Вот Теофиль уходит на кухню и возвращается ко мне с тюбиком зубной пасты, зубной щёткой, шампунем и полотенцем.
«Почисти зубы и прими душ», — говорит мне Теофиль, давая это всё.
Ни в одном красивом фильме и ни в одной хорошей книге я не встречала таких моментов. Может, они просто как-то всегда проходили за кадром, чтобы ни читатели, ни зрители этого не услышали и не увидели? А может, все эти героини просто были, не как я, и никому, рассказывающему о них или создавшему их, и в голову бы не пришло скрывать вот такое. Потом мы сидели на кухне и только что попили чай.
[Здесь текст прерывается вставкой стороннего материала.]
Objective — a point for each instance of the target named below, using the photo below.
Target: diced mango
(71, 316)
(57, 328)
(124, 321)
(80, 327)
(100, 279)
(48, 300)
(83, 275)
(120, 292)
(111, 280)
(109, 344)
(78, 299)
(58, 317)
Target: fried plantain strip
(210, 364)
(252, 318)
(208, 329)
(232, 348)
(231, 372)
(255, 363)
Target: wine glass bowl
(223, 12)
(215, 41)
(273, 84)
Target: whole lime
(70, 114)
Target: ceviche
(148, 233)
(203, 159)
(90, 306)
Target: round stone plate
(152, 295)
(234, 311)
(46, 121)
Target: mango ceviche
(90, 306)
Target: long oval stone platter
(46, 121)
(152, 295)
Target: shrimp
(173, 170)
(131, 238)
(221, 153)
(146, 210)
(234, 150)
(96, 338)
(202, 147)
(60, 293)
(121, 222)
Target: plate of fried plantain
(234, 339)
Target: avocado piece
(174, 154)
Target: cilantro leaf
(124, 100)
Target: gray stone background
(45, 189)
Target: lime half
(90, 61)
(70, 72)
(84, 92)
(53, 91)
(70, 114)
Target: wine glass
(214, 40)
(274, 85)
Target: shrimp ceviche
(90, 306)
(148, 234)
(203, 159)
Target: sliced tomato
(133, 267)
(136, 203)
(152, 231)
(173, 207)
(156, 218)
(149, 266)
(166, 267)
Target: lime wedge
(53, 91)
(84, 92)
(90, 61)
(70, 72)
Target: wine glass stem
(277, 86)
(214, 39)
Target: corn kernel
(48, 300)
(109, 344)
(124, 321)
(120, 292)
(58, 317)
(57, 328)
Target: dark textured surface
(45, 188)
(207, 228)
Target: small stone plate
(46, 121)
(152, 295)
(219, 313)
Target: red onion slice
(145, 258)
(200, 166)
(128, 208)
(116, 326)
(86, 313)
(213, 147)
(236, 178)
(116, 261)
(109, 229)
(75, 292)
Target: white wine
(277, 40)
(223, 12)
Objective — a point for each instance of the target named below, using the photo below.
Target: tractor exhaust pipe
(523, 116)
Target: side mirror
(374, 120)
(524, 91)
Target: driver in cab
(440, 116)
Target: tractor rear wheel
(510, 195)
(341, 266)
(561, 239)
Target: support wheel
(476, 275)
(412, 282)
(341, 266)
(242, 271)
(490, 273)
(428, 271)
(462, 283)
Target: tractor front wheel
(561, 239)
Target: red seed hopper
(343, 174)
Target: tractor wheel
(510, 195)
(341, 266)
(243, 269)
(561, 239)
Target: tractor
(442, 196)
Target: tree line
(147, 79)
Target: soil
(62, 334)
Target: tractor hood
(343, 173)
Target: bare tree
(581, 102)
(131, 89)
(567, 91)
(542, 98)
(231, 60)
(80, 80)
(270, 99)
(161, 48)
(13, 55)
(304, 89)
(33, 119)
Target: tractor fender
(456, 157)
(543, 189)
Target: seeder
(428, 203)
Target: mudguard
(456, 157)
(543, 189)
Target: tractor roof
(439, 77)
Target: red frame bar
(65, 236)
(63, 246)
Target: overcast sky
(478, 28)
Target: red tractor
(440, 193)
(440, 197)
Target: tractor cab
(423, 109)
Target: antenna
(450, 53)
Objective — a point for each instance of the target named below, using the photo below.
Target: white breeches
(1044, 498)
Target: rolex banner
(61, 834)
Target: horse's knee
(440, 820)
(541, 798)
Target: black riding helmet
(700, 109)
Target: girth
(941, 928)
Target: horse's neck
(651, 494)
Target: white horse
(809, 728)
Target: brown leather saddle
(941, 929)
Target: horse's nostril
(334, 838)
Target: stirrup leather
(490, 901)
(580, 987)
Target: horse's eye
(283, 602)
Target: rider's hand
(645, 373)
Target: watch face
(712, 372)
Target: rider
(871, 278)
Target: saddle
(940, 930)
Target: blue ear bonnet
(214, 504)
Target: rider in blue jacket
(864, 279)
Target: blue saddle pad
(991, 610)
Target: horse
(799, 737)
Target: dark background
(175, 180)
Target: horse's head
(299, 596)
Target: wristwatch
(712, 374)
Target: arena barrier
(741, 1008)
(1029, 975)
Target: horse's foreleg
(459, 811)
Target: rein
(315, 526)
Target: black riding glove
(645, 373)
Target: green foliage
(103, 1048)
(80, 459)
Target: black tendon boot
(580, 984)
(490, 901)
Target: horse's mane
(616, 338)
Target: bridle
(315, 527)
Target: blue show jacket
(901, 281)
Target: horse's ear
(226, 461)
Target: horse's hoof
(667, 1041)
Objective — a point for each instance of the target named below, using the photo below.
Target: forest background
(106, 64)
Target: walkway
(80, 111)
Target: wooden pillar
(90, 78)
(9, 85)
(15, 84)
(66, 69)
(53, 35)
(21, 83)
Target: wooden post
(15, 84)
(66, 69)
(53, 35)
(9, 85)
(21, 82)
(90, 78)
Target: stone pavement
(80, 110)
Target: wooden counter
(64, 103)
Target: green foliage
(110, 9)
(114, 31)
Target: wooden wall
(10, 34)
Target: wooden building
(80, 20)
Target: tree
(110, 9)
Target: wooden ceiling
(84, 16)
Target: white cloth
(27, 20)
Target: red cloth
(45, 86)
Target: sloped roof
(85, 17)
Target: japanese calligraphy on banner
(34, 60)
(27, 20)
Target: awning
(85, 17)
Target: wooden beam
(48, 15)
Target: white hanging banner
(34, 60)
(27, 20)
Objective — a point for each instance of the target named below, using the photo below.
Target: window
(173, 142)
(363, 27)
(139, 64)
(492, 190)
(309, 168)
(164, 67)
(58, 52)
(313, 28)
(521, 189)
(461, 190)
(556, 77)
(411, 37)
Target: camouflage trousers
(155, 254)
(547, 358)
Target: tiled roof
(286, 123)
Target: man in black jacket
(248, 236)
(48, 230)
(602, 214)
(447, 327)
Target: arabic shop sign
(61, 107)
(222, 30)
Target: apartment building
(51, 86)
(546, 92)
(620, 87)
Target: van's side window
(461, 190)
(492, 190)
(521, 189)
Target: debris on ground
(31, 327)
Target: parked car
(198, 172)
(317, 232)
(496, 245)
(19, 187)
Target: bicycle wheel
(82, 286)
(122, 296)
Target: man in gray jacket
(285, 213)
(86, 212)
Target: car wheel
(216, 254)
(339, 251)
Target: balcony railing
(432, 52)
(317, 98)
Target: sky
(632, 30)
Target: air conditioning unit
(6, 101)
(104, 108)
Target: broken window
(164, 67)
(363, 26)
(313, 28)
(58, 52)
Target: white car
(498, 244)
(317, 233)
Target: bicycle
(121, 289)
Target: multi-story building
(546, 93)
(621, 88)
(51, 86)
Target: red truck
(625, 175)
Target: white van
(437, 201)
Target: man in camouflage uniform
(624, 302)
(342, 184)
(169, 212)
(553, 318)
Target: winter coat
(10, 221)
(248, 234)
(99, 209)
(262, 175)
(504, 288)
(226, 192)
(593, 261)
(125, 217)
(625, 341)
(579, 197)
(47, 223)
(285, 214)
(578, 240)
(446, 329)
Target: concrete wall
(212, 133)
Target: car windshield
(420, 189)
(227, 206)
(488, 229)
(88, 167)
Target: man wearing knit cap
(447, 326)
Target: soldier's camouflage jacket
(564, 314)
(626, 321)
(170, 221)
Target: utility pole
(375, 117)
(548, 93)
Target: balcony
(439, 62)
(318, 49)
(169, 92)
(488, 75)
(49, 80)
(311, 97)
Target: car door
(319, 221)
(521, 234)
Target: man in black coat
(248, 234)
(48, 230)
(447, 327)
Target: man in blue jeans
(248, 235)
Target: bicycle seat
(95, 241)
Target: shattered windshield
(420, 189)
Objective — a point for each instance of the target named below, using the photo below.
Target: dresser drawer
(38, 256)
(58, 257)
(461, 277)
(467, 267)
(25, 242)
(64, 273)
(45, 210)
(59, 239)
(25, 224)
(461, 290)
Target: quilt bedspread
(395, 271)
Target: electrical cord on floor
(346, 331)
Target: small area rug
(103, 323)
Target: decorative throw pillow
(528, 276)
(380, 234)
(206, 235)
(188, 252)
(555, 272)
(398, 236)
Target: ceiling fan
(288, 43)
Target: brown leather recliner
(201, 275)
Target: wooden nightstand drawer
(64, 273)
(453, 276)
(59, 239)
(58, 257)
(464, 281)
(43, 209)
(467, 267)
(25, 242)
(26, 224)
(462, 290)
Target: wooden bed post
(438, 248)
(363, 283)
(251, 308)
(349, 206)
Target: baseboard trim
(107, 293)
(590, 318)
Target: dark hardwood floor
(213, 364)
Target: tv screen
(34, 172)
«У меня нет печенья, — сказал Теофиль, — поэтому это будет чай с Солнцем».
На улице по-прежнему было солнечно и в саду звенели весёлые детские голоса, — совсем близко находилась школа, и птицы садились на подоконник, чтобы клевать зёрна. Воробьи влетали на кухню и клевали оставленные для них зёрнышки на ребристой белёсой раковине, почерневшей от слоёв грязи газовой плите и на обсыпанном чем-то старом буфете. Тёплый сквозняк ласково перебирал кисти рваных белёсых занавесок с теряющимся во времени рисунком, истаявших от грязи, редких стирок и времени до прозрачности тюли, и шептал что-то ласковое засохшим травянистым зарослям цветов на огромном балконе, выложенном белыми плитками, откуда было видно пожарную лестницу, которая, казалась, вела с крыши через каминную трубу прямо в небо, так, чтобы никто не увидел, для кого она на самом деле служит. Я пила чай, сидя спиной к балкону на пороге, а Теофиль сидел на самодельной кровати, почти вровень с полом, сделанной из деревянных поддонов. Солнце, по-июльски жаркое, припекало спину, и высохшие до жаркого звона кусты и травы на балконе пахли летом и лесом, деревней и окончанием летней страды.